Obviously, this constant is what we call resistance (R)

## Deduction of Ohm’s Law :

As we know that $\large v_d = \frac{e E}{m}\tau$

$\large v_d = \frac{e V}{m l}\tau$ ,(since E = V/l)

Relation between current & drift velocity is

$\large I = n e A v_d$

$\large I = n e A (\frac{e V}{m l}\tau)$

$\large I = \frac{n e^2 A \tau}{m l}V$

$\large \frac{V}{I} =\frac{m l}{ne^2 A \tau} $

$\large \frac{m l}{ne^2 A \tau} = R = constant $ .It is known as resistance of conductor .

$\large \frac{V}{I} =R $ . This is Ohm’s Law .

$\large R = \frac{m }{ne^2 \tau} \frac{l}{A}$

Here $\large \rho = \frac{m }{ne^2 \tau}$ is called resistivity of the material .

$ \displaystyle R = \rho \frac{l}{A} $

Where ρ is a constant which depends upon the material of the wire , it is called the resistivity of the material and has the unit ohm-meter.

**Electrical Conductivity :** The inverse of resistivity is known as conductivity (σ)

$ \large \sigma = \frac{1}{\rho} $ , which has units of mho/m

**Conductance (G): ** It is reciprocal of resistance .

$\large G = \frac{1}{R}$ , Unit is mho or siemen(S)

**Relation between J , σ & E :**

$\large I = n e A v_d$

$\large I = n e A (\frac{e E}{m}\tau)$

$\large I = \frac{n e^2 A \tau E}{m}$

$\large \frac{I}{A} = \frac{n e^2 \tau E}{m}$

$\large \frac{I}{A} = \frac{ E}{m/n e^2 \tau}$

$\large J= \frac{ E}{\rho} $

$\large J= \sigma E $

### Variation of Resistance with temperature

$ \displaystyle R_T = R_0 [1 + \alpha (T – T_0 )] $ ; Where alpha (α) is temperature coefficient of resistance .

Problem : The resistance of a thin silver wire is 1.0Ω at 20°C. The wire is placed in a liquid bath and its resistance rises to 1.2 Ω. What is the temperature of the bath ? α for silver is 3.8 × 10^{-3}/°C.

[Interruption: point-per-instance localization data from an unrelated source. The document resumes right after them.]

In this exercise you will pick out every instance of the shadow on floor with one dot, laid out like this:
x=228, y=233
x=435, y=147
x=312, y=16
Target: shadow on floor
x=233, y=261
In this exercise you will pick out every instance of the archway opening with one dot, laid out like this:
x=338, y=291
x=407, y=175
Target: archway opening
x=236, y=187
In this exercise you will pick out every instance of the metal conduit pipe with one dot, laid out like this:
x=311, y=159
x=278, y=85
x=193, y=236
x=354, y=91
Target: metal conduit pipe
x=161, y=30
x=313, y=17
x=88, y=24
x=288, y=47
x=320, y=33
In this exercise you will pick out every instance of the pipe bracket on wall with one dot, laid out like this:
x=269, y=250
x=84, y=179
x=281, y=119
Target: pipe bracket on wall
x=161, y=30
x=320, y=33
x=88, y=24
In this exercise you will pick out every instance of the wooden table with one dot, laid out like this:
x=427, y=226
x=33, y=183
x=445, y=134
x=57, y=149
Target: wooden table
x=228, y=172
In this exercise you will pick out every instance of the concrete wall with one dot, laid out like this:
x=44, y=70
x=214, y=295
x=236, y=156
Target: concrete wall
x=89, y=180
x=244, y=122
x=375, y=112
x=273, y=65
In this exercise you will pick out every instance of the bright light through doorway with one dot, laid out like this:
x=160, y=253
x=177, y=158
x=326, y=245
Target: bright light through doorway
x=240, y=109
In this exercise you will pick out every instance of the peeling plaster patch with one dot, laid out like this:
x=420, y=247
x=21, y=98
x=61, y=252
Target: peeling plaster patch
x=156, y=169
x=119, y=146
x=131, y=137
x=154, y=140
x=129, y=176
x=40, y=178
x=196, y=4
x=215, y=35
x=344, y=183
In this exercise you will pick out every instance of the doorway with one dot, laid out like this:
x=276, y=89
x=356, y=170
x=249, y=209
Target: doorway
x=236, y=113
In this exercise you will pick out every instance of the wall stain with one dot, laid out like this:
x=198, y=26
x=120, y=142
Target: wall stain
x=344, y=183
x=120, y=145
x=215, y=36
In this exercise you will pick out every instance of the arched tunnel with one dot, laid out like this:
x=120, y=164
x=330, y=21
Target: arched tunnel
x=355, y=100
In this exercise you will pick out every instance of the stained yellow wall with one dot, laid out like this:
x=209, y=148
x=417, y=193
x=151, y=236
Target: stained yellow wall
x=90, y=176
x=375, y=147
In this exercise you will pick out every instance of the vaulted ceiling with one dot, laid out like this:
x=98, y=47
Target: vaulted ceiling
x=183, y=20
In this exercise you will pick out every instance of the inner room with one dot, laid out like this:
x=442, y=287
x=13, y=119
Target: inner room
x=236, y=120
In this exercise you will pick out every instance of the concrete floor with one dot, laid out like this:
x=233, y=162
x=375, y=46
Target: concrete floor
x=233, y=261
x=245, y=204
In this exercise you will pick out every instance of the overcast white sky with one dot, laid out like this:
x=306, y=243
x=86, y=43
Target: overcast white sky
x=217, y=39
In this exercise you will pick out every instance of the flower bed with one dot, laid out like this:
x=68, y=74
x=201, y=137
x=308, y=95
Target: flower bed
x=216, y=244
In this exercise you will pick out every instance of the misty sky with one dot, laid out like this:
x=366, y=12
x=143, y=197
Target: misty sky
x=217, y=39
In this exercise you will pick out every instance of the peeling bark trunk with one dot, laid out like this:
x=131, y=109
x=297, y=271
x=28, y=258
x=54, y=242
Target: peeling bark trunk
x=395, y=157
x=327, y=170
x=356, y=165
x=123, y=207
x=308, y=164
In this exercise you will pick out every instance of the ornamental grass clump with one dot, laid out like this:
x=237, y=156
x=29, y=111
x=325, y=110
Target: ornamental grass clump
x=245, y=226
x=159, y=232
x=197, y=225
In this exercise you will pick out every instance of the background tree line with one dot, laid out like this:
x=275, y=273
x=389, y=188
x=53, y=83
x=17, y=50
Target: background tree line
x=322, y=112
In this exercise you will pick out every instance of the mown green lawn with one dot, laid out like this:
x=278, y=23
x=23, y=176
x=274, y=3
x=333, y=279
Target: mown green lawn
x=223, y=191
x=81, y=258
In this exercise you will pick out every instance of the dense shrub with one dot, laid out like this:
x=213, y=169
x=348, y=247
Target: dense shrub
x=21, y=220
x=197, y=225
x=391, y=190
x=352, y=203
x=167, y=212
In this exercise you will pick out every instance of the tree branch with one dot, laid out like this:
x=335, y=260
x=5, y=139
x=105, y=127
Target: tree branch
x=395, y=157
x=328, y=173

Solution : R(T) = R_{0} [1 + α(T-T_{0})]

Substituting the values, we have 1.2 = 1.0[1 + 3.8 × 10^{-3} (T – 20)]

0.2 = 3.8 × 10^{-3} (T – 20)

On Solving this, we get T = 72.6°C

Problem : A wire carries a current of 2.0 A. What is the charge that has flowed through its cross-section in 1.0s ? How many electrons does this correspond to ?

Solution: q = I t = 2 × 1 = 2 C

$\large n = \frac{q}{e} = \frac{2}{1.6 \times 10^{-19}}$

= 1.25 × 10^{19}

Problem : The current in a wire varies with time according to the relation i=(3.0A)+(2.0A/s)t

(a) How many coulombs of charge pass a cross-section of the wire in the time interval between t = 0 and t = 4.0s ?

(b) What constant current would transport the same charge in the same time interval?

Solution: $\large I = \frac{dq}{dt}$

$\large \int_{0}^{q}dq = \int_{0}^{4}I dt$

$\large q = \int_{0}^{4} (3 + 2 t) dt$

$\large q = [3t + 2t^2/2]_{0}^{4}$

$\large q = 12 + 16 = 28 C$

(b) $\large I = \frac{q}{t} = \frac{28}{4} = 7 A$

Problem : Two copper wires of the same length have got different diameters,

(a) which wire has greater resistance?

(b) greater specific resistance?

Solution: (a) For a given wire,

$\large R = \rho \frac{l}{A}$

$\large R \propto \frac{l}{A}$

So the thinner wire will have grater resistance.

(b) Specific resistance (ρ) is a material property. It does not depend on *l* or A.

So, both the wires will have same specific resistance.